About Our Infrastructure
An overview of the engineering decisions behind MoldPlan — container orchestration, automated deployments, observability, and multi-tenant isolation.
Why We Built Our Own Platform
MoldPlan runs on-premise at each customer's facility — factory data stays in the factory. Every environment we manage is provisioned, deployed, and monitored through the same automated pipeline.
This post walks through some of the engineering decisions that make that possible.
Container Orchestration
We use HashiCorp Nomad for container orchestration.
MoldPlan deployments typically run on a single powerful node per customer. Nomad gives us container orchestration, health checking, rolling updates, and service discovery with low operational overhead. One binary, one config file.

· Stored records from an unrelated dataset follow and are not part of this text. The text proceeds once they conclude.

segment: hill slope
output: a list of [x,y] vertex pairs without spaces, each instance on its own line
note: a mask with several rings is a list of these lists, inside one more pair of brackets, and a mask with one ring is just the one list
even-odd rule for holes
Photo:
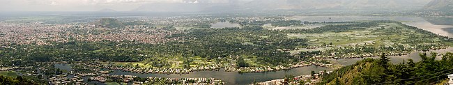
[[[437,55],[436,54],[432,55]],[[321,84],[420,84],[427,85],[447,78],[453,73],[453,54],[444,54],[442,60],[436,56],[420,54],[422,60],[414,63],[392,64],[389,59],[366,59],[357,63],[336,70],[323,77]]]
[[433,0],[424,6],[427,10],[452,11],[453,0]]

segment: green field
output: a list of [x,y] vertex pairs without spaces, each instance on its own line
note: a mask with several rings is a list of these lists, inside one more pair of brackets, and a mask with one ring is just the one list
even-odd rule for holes
[[16,72],[13,71],[1,71],[0,72],[0,75],[3,75],[5,77],[17,77],[17,73]]

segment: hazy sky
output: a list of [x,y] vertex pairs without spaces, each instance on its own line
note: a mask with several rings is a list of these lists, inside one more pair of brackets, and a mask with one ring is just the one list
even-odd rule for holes
[[[247,3],[247,2],[252,1],[254,0],[0,0],[0,12],[98,11],[103,9],[112,9],[117,11],[130,11],[139,8],[141,6],[150,6],[150,4],[153,6],[153,3]],[[261,2],[263,2],[261,1],[266,1],[266,3],[261,3]],[[415,3],[414,4],[415,5],[423,5],[427,3],[431,0],[394,0],[400,1],[400,3],[387,3],[387,2],[390,2],[388,1],[392,0],[254,0],[254,3],[258,3],[257,4],[254,4],[254,6],[253,4],[244,4],[244,6],[268,6],[275,8],[274,6],[275,6],[281,5],[278,6],[277,8],[282,8],[283,9],[286,8],[304,8],[323,7],[323,6],[332,6],[332,8],[337,8],[337,6],[352,6],[354,7],[350,8],[353,8],[355,7],[367,7],[368,6],[380,6],[376,7],[387,7],[390,5],[400,6],[401,3]],[[381,1],[382,3],[375,3],[379,1]],[[281,2],[284,3],[282,3]],[[291,4],[293,2],[299,3]],[[410,6],[413,5],[408,5],[408,6]],[[185,7],[182,6],[181,8],[183,8]],[[371,6],[371,8],[374,7]]]
[[0,11],[128,11],[147,3],[228,3],[251,0],[0,0]]

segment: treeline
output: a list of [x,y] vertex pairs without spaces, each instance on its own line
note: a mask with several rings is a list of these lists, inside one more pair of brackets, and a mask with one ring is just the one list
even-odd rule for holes
[[453,53],[447,53],[442,59],[438,55],[421,54],[422,61],[413,60],[399,64],[389,63],[387,56],[380,59],[366,59],[357,63],[335,70],[323,76],[321,84],[433,84],[453,74]]
[[303,25],[302,21],[300,20],[243,21],[237,23],[239,23],[240,26],[263,26],[266,24],[270,24],[270,25],[272,26],[288,26]]
[[0,75],[0,85],[39,85],[33,81],[17,76],[15,78]]
[[[308,41],[301,38],[288,38],[284,33],[263,29],[261,26],[193,29],[170,37],[183,37],[183,39],[156,45],[133,41],[72,41],[54,42],[52,45],[15,45],[13,48],[3,49],[4,54],[2,55],[8,57],[2,59],[26,60],[14,64],[16,65],[29,61],[136,62],[146,59],[172,56],[213,59],[250,55],[258,56],[258,61],[264,64],[282,65],[300,61],[282,50],[307,46],[306,42]],[[159,65],[159,67],[171,65],[165,64],[165,61],[151,61],[151,63]],[[12,65],[13,63],[6,65]]]
[[322,33],[323,32],[345,32],[351,30],[366,29],[371,26],[378,26],[379,23],[386,22],[385,21],[373,21],[367,22],[358,22],[357,24],[336,24],[336,25],[327,25],[324,26],[317,27],[309,29],[286,29],[281,30],[282,32],[285,33]]

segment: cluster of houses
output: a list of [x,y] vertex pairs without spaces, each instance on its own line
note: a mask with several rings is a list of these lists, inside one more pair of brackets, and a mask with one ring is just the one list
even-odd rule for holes
[[110,70],[116,70],[120,71],[127,71],[137,73],[153,73],[153,74],[188,74],[193,71],[206,71],[206,70],[219,70],[220,65],[215,64],[212,65],[205,65],[199,67],[193,67],[190,69],[180,68],[137,68],[132,67],[121,66],[109,66],[105,65],[104,68]]
[[[409,52],[386,52],[385,56],[401,56],[408,54]],[[382,53],[364,53],[361,54],[355,54],[353,53],[348,53],[347,54],[341,54],[340,56],[335,55],[335,53],[331,54],[330,55],[324,55],[324,56],[314,56],[313,58],[315,59],[355,59],[355,58],[364,58],[364,57],[375,57],[382,55]]]
[[[255,84],[258,85],[314,85],[319,83],[322,79],[322,75],[324,74],[330,74],[332,71],[324,72],[319,71],[319,73],[314,75],[300,75],[293,77],[293,81],[289,81],[289,79],[279,79],[263,82],[259,82]],[[300,81],[305,82],[300,84]]]
[[[74,28],[75,26],[81,28]],[[166,36],[178,31],[152,29],[105,29],[109,33],[93,33],[98,30],[93,26],[75,24],[11,24],[0,22],[0,45],[52,45],[52,42],[66,42],[72,38],[77,40],[98,42],[102,40],[136,41],[156,44],[178,38]],[[77,29],[77,30],[76,30]]]
[[80,76],[68,77],[67,75],[56,75],[49,78],[49,82],[54,85],[86,84]]
[[11,71],[11,70],[20,70],[20,69],[29,69],[31,68],[31,66],[26,66],[26,67],[17,67],[17,66],[14,66],[14,67],[2,67],[0,68],[0,71]]
[[226,71],[237,71],[240,73],[247,73],[247,72],[269,72],[269,71],[278,71],[278,70],[289,70],[292,68],[300,68],[300,67],[305,67],[305,66],[309,66],[309,65],[318,65],[321,67],[328,67],[330,68],[333,65],[333,64],[325,64],[325,63],[318,63],[318,62],[305,62],[305,61],[301,61],[295,65],[292,65],[290,64],[289,66],[283,66],[283,65],[277,65],[274,67],[270,67],[270,66],[266,66],[266,67],[243,67],[243,68],[227,68],[225,69]]
[[215,79],[214,78],[162,78],[162,77],[148,77],[146,84],[156,84],[160,82],[164,81],[164,82],[171,82],[171,84],[190,84],[190,85],[223,85],[225,84],[222,80]]

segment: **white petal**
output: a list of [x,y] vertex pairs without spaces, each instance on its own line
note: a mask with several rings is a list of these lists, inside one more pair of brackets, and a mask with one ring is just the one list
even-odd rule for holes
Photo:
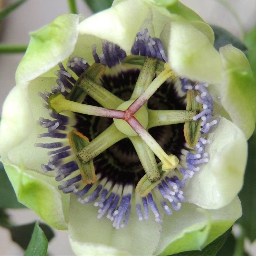
[[142,1],[122,2],[82,22],[79,32],[114,43],[128,52],[148,10]]
[[29,44],[16,72],[16,84],[34,79],[68,57],[77,40],[79,19],[75,14],[63,14],[30,33]]
[[77,199],[71,195],[69,223],[70,241],[75,253],[152,255],[155,250],[161,227],[153,214],[148,220],[139,221],[132,208],[127,225],[117,230],[105,216],[97,219],[97,208],[92,204],[82,205]]
[[188,22],[171,25],[168,58],[179,76],[210,84],[222,82],[219,53],[205,35]]

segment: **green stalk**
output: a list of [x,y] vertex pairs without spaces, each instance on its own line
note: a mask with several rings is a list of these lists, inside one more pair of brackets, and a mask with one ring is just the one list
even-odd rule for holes
[[26,52],[27,47],[28,45],[26,44],[0,43],[0,53],[24,53]]
[[75,3],[75,0],[68,0],[69,8],[69,12],[70,13],[77,14],[76,10],[76,5]]

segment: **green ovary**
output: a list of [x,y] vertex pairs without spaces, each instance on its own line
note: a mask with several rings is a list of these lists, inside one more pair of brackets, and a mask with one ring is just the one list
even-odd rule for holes
[[[128,100],[125,101],[119,105],[116,109],[118,110],[126,110],[134,101]],[[146,128],[148,123],[148,114],[147,109],[144,105],[141,107],[133,116],[144,128]],[[116,127],[122,132],[128,136],[134,136],[138,135],[136,132],[125,120],[115,118],[113,118],[113,120]]]

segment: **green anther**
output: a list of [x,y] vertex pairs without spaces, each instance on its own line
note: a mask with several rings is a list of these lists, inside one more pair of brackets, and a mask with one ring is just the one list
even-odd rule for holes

Our services — APIs, workers, databases, message brokers, identity providers — all run as Nomad jobs with clearly defined resource constraints, health checks, and restart policies.
service {
name = "moldplan-api"
port = "http"
check {
type = "http"
path = "/health"
interval = "10s"
timeout = "2s"
}
}
Simple, readable, and it just works.
Infrastructure as Code — All 40+ Roles of It
Every piece of our infrastructure is defined in Ansible — DNS, reverse proxies, databases, monitoring stacks, certificate management, firewall rules, identity providers.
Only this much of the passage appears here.